Tabletop roleplaying doesn't work if the referee is not a fair arbiter.
Keep in mind that the first tabletop roleplaying campaign out there Blackmoor didn't have a setup where the referee was running the "opposition". There were players playing the good guys and players playing the bad the guy. While Dave Arneson was running some NPCs, he mostly adjudicating between two opposing group of players. Later he did run the Blackmoor Dungeon where he handled the monster. But even then there were players who were involved like Sir Fang the Vampire Lord.
I am describing this bit of history to illustrate that the referee being a fair arbiter lies at the heart of tabletop roleplaying. WIthout it none of it work.
It now about having power. It about the fact that a major reason why tabletop roleplaying works is the players only know what their character knows.
Nor is dispersing the decision making about the setting, it locales, creatures and characters is a magic bullet for making a campaign better. Instead of relying on one guy getting it right, now you have to rely on the group getting it right. It can work, but small group dynamic ensures that there will be as many negative outcomes as there with a single human referee although they will be different.
I think you betray a very 'classical' notion of how RPGs work. This would have been quite fairly considered the consensus view, with perhaps only a very few dissenters, in something like 1980.
If you read Dungeon World, for example, nothing like 'fair arbiter' exists as a role. Nor is there a notion of 'secrets hidden from the players' (there may be things the GM has in mind that he will reveal later, IF doing so follows from the principles of play).
I don't disagree that giving players authorial power is no panacea. However, pretty much all modern 'narratively focused games' provide pretty strict regulation in that area.
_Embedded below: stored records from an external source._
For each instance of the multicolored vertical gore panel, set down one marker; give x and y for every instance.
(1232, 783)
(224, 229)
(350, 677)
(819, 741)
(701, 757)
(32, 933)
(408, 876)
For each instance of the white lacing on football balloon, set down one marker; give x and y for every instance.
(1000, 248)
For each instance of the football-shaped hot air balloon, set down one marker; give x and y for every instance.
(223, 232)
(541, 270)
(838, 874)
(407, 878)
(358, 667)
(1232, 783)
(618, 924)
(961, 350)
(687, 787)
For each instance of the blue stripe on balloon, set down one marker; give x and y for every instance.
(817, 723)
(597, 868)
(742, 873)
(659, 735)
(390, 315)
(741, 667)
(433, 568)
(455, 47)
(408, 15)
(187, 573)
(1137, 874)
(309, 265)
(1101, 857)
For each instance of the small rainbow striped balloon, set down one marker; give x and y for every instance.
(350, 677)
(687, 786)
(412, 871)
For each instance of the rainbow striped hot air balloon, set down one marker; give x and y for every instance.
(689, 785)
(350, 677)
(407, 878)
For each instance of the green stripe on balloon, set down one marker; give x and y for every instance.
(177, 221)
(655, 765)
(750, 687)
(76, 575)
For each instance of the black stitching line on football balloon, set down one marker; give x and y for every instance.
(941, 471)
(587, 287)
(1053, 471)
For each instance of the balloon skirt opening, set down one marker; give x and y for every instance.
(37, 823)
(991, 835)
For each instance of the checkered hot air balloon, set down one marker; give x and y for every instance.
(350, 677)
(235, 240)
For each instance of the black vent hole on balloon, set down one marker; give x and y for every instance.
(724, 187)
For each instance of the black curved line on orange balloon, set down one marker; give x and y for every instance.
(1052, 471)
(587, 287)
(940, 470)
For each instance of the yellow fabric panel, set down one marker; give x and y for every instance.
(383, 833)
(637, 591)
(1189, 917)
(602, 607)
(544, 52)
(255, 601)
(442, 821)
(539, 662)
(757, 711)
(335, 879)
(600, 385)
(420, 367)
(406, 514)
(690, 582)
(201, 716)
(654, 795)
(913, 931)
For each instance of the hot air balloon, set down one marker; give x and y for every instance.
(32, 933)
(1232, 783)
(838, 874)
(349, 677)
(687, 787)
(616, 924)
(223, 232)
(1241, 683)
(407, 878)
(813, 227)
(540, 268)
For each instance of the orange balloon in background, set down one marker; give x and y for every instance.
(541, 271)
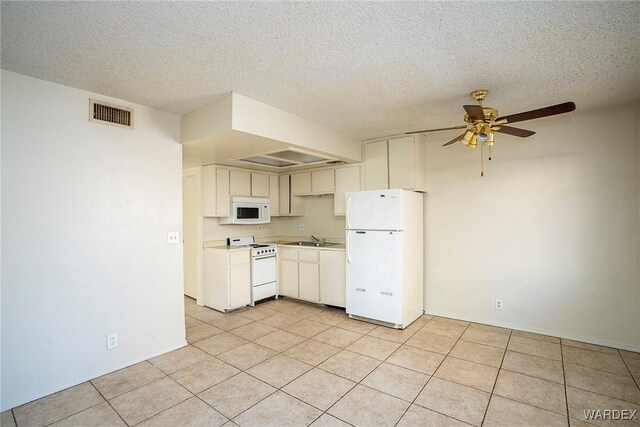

Again DW handily illustrates this, as it actually doesn't outright grant this authority to the players. Instead it provides pathways by which they can exercise it, and principles of play which govern the GM's process by which these pathways are actualized. There's no specific point in a PbtA game where the GM is told "the player is in charge of authoring content here" except in very circumscribed ways. Usually the GM is just told that he has to talk about a certain thing, explain a specific thing/subject/situation, etc. What I mean is, 'authorial chaos' would be a legitimate critique, but in practice it doesn't really arise due to game design techniques.
While your description of Blackmoor may be correct (I really have never read a detailed description of how it was played), oppositional play like that is a huge rarity in RPGs. It is more a feature of Free Kriegsspiel which fed into the 'Braunsteins' which inspired Dave's development of Blackmoor. I'd point out that this mode doesn't really work well unless you can either guarantee that both 'teams' are engaged in every session, or you develop a troupe play methodology. That may in fact be one reason that the LBBs were used that way a lot, by Gary Gygax for instance. Again, I don't know, but his early games sound like they at least featured competitive play, if not outright teams fighting it out with each other. Troupe play mostly died pretty early on, and I can frankly say I never witnessed oppositional play at all, and I started playing in about 1975. My point is, yes, a referee would be needed there, but not so much in modern play.